Shared containers comprise groups of stages and links and are stored in the Repository like IBM® InfoSphere® DataStage® jobs. When you insert a shared container into a job, InfoSphere DataStage places an instance of that container into the design. When you compile the job containing an instance of a shared container, the code for the container is included in the compiled job. You can use the InfoSphere DataStage debugger on instances of shared containers used within server jobs.

When you add an instance of a shared container to a job, you will need to map metadata for the links into and out of the container, as these can vary in each job in which you use the shared container. If you change the contents of a shared container, you will need to recompile those jobs that use the container in order for the changes to take effect. For parallel shared containers, you can take advantage of runtime column propagation to avoid the need to map the metadata. If you enable runtime column propagation, then, when the jobs runs, metadata will be automatically propagated across the boundary between the shared container and the stage(s) to which it connects in the job.

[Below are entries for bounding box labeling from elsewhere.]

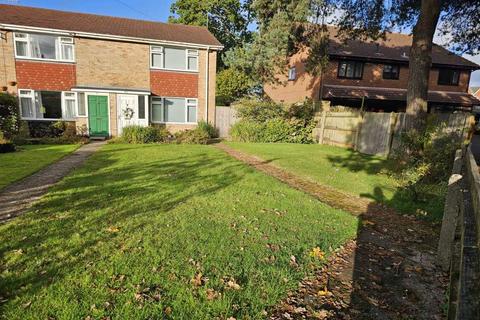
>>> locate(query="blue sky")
[0,0,480,86]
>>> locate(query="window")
[438,69,460,86]
[19,89,79,120]
[383,64,400,80]
[288,67,297,80]
[152,98,198,123]
[338,61,363,79]
[138,96,145,119]
[150,46,198,71]
[14,32,74,61]
[77,92,87,117]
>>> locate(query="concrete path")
[0,142,105,223]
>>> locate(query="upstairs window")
[338,61,363,79]
[438,69,460,86]
[14,32,74,62]
[288,67,297,81]
[383,64,400,80]
[150,46,198,71]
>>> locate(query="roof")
[328,26,480,69]
[0,4,222,47]
[323,85,480,106]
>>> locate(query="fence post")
[385,112,397,157]
[318,111,327,144]
[353,112,363,151]
[437,149,463,271]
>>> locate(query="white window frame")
[62,91,78,120]
[150,45,200,73]
[13,32,75,62]
[150,97,198,124]
[18,89,79,121]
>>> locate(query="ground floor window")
[19,89,77,120]
[151,97,198,123]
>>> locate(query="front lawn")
[0,144,357,319]
[0,144,79,189]
[226,142,445,221]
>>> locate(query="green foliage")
[234,98,285,122]
[217,68,252,106]
[195,120,218,138]
[230,119,265,142]
[121,126,169,144]
[0,92,20,138]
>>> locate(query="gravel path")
[216,144,448,320]
[0,142,105,223]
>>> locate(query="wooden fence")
[314,111,472,156]
[437,147,480,320]
[215,106,238,138]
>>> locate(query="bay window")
[151,98,198,123]
[150,46,198,71]
[19,89,77,120]
[14,32,74,62]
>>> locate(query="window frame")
[337,60,365,80]
[150,45,200,72]
[149,96,198,124]
[288,67,297,81]
[382,63,400,80]
[18,89,79,121]
[13,32,75,63]
[437,68,461,87]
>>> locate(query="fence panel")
[215,106,238,138]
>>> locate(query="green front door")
[88,95,108,137]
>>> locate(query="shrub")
[230,119,265,142]
[216,68,252,106]
[195,120,218,138]
[234,98,285,122]
[0,92,20,139]
[121,126,169,144]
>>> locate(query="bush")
[195,120,218,138]
[0,92,20,139]
[234,98,286,122]
[121,126,169,144]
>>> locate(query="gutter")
[0,23,224,50]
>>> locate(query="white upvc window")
[150,97,198,124]
[150,46,198,72]
[14,32,75,62]
[18,89,78,120]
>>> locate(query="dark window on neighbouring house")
[338,61,363,79]
[288,67,297,80]
[383,64,400,80]
[438,69,460,86]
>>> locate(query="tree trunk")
[407,0,440,131]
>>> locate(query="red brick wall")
[150,70,198,98]
[15,60,76,91]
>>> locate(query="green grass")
[227,142,445,221]
[0,144,78,189]
[0,144,358,320]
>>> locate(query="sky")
[0,0,480,87]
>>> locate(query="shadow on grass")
[0,146,243,310]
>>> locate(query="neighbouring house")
[264,27,480,112]
[0,5,223,137]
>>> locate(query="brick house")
[264,27,480,111]
[0,5,223,137]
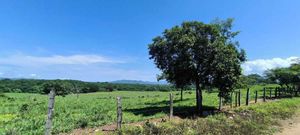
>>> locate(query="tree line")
[0,79,174,94]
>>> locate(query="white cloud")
[0,53,158,81]
[242,57,299,74]
[0,54,124,66]
[30,74,37,77]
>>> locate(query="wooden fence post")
[255,91,258,103]
[263,88,266,102]
[169,93,173,119]
[117,97,122,131]
[235,91,238,107]
[270,89,272,99]
[275,87,278,99]
[230,92,233,108]
[239,90,241,106]
[45,90,55,135]
[246,88,250,106]
[219,95,223,111]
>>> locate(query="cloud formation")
[242,57,299,75]
[0,54,124,66]
[0,54,158,81]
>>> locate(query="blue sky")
[0,0,300,81]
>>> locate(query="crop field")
[0,86,276,134]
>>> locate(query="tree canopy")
[149,19,245,111]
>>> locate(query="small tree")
[149,19,245,113]
[43,80,67,135]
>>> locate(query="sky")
[0,0,300,81]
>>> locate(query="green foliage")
[0,85,286,134]
[0,79,172,94]
[149,19,246,109]
[122,98,300,135]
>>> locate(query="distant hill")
[111,80,168,85]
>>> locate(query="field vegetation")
[0,85,276,134]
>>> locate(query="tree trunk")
[196,79,203,115]
[45,90,55,135]
[180,89,183,101]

Note that there is nothing inherently parallel about a parallel shared container - although the stages within it have parallel capability. The stages themselves determine how the shared container code will run. Conversely, when you include a server shared container in a parallel job, the server stages have no parallel capability, but the entire container can operate in parallel because the parallel job can execute multiple instances of it.

You can create a shared container from scratch, or place a set of existing stages and links within a shared container.

Note: If you encounter a problem when running a job which uses a server shared container in a parallel job, you could try increasing the value of the DSIPC_OPEN_TIMEOUT environment variable in the Parallel ► Operator specific category of the environment variable dialog box in the InfoSphere DataStage Administrator.